The drug substitution allegation "represents only the tip of the iceberg" in the ongoing investigation of Bolar and other generic drug companies, said Breckinridge L. Willcox, the U.S. attorney for Maryland.

His comments came as Gena R. Finelli, 47, former director of Bolar's research laboratory, pleaded guilty Thursday in federal court here to obstructing the government probe. Willcox said the company falsified documents on additional drugs and more charges are expected.

Bolar officials declined to comment today. When allegations of irregularities surfaced almost two years ago, Bolar blamed possible inaccuracies in its reports to the FDA on clerical errors.

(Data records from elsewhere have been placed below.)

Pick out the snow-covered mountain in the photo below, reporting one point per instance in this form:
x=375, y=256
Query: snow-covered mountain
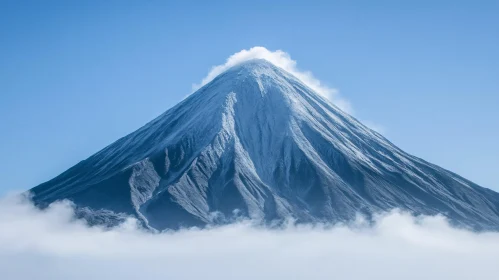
x=256, y=142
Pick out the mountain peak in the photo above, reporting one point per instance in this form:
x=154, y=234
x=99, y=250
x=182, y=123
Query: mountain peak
x=257, y=142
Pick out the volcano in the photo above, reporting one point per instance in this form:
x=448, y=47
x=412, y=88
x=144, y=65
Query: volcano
x=258, y=143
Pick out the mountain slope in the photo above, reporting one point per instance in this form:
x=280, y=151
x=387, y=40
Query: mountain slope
x=256, y=142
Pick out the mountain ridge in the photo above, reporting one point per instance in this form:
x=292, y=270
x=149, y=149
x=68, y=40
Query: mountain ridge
x=257, y=141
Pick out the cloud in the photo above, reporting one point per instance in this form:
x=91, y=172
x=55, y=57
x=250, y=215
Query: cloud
x=284, y=61
x=50, y=244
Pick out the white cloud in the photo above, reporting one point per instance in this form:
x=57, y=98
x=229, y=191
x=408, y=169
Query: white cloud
x=51, y=245
x=284, y=61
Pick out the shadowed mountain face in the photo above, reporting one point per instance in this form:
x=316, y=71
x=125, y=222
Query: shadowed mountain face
x=258, y=143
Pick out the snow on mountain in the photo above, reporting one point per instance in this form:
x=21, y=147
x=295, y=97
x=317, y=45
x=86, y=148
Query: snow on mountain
x=256, y=142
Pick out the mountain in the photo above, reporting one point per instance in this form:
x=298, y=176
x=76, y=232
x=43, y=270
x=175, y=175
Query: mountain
x=256, y=142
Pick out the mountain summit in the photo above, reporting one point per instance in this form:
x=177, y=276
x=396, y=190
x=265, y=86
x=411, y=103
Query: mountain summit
x=256, y=142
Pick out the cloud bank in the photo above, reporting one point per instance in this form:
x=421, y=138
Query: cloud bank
x=284, y=61
x=50, y=244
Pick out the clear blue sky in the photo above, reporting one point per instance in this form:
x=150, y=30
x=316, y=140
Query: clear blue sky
x=77, y=75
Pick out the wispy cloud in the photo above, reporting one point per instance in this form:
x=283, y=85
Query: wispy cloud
x=50, y=244
x=284, y=61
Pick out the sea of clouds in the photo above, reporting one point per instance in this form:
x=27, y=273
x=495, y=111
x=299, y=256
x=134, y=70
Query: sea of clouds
x=52, y=244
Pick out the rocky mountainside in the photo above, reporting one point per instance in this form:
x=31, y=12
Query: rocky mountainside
x=256, y=142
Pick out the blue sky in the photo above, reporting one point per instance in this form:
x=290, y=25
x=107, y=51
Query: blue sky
x=77, y=75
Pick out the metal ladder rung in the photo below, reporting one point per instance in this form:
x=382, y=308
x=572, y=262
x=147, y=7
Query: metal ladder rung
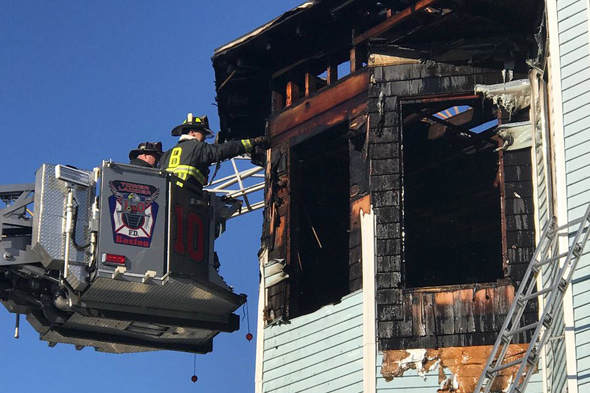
x=558, y=280
x=522, y=329
x=533, y=295
x=505, y=366
x=552, y=259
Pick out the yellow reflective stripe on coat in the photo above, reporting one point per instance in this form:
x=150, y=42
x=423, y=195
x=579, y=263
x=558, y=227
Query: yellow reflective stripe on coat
x=183, y=171
x=247, y=144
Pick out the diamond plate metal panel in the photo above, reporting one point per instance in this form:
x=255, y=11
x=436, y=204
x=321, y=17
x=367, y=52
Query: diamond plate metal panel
x=48, y=222
x=103, y=327
x=173, y=295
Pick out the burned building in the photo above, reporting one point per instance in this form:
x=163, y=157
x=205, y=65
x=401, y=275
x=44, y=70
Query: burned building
x=417, y=153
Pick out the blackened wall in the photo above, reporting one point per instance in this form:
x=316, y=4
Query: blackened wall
x=407, y=318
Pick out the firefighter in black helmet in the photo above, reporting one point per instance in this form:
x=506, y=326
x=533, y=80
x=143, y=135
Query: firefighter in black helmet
x=147, y=154
x=191, y=157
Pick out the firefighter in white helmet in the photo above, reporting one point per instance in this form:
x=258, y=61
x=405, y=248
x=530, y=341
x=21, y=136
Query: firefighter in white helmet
x=191, y=157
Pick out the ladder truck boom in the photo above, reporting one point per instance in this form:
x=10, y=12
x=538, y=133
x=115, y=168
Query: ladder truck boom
x=120, y=258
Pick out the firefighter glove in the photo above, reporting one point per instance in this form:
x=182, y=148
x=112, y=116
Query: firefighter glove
x=261, y=141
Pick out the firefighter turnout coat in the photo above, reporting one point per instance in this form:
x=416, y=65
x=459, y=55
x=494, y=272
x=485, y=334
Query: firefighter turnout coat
x=190, y=159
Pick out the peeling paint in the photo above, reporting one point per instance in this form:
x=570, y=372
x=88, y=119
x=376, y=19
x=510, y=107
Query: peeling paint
x=465, y=365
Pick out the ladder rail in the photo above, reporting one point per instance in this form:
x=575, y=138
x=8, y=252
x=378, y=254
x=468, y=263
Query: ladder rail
x=558, y=287
x=560, y=277
x=509, y=317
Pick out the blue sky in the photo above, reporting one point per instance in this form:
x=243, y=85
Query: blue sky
x=82, y=81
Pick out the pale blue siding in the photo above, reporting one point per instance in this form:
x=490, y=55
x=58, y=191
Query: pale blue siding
x=319, y=352
x=574, y=47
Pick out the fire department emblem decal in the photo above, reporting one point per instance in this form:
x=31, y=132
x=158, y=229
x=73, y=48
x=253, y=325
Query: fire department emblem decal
x=133, y=212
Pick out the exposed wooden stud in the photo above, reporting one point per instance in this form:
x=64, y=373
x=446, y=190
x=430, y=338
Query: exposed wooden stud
x=292, y=93
x=332, y=74
x=310, y=84
x=393, y=20
x=320, y=103
x=356, y=62
x=277, y=101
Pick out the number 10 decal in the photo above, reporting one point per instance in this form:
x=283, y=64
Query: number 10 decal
x=192, y=234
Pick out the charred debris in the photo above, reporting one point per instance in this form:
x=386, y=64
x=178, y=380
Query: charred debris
x=375, y=105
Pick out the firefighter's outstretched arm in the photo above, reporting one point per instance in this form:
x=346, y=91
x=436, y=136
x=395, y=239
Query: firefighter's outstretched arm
x=216, y=153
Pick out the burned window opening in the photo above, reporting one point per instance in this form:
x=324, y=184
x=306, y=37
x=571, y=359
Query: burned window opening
x=452, y=205
x=320, y=221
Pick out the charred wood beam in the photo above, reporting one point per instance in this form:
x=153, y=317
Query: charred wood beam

Later, Bolar attorneys said some apparent falsehoods had been discovered during an internal investigation, but did not acknowledge the alleged product substitution.

Bolar's hypertension drug, called Triamterene/Hydrochlorothiazide, sold for about half the price of Dyazide, manufactured by SmithKline Beecham. At one point, it was the largest-selling prescription generic drug in the country. SmithKline shareholders have filed a multimillion-dollar lawsuit against Bolar, contending it fraudulently cut into SmithKline's market.

Bolar and several other manufacturers in the hotly competitive generic drug field have come under parallel criminal and congressional investigations for alleged fraud and corruption. The FDA's generic drug division also is under investigation.

In addition to a probe by the House Energy and Commerce subcommittee on oversight and investigations, federal prosecutors working with agents of the inspector general's office of the Department of Health and Human Services have obtained convictions against 10 drug companies, executives and consultants on charges ranging from racketeering to giving FDA chemists thousands of dollars in illegal gratuities. Four FDA employees have been convicted of receiving the gratuities, and the former head of the FDA's generic drug division is on trial here on perjury charges.

Finelli, of Huntington, N.Y., is the only Bolar official charged so far and is now cooperating with investigators, prosecutors said. In a statement of facts filed in the Finelli case, 1st Assistant U.S. Attorney Gary P. Jordan said Finelli and others participated in the Dyazide substitution scheme and were ordered by unidentified superiors to throw investigators off the track by hiding, destroying or falsifying records.

In early 1987, according to Jordan, Bolar employees filled Bolar capsules with SmithKline's Dyazide powder and submitted them to an independent laboratory to be tested for bioequivalence, or therapeutic similarity, to Dyazide, a finding necessary to FDA approval. Bolar also submitted a sample batch of its own version of the drug.

Only the batch containing Dyazide passed the bioequivalency test, Jordan said, and Bolar sent the results for that batch to the FDA.

An FDA employee spotted a discrepancy in batch numbers, triggering an investigation. Jordan said Bolar executives then moved to hide evidence of the product substitution.

Finelli's attorneys said in a statement after her guilty plea that she was "more a victim than a participant in any wrongdoing at Bolar."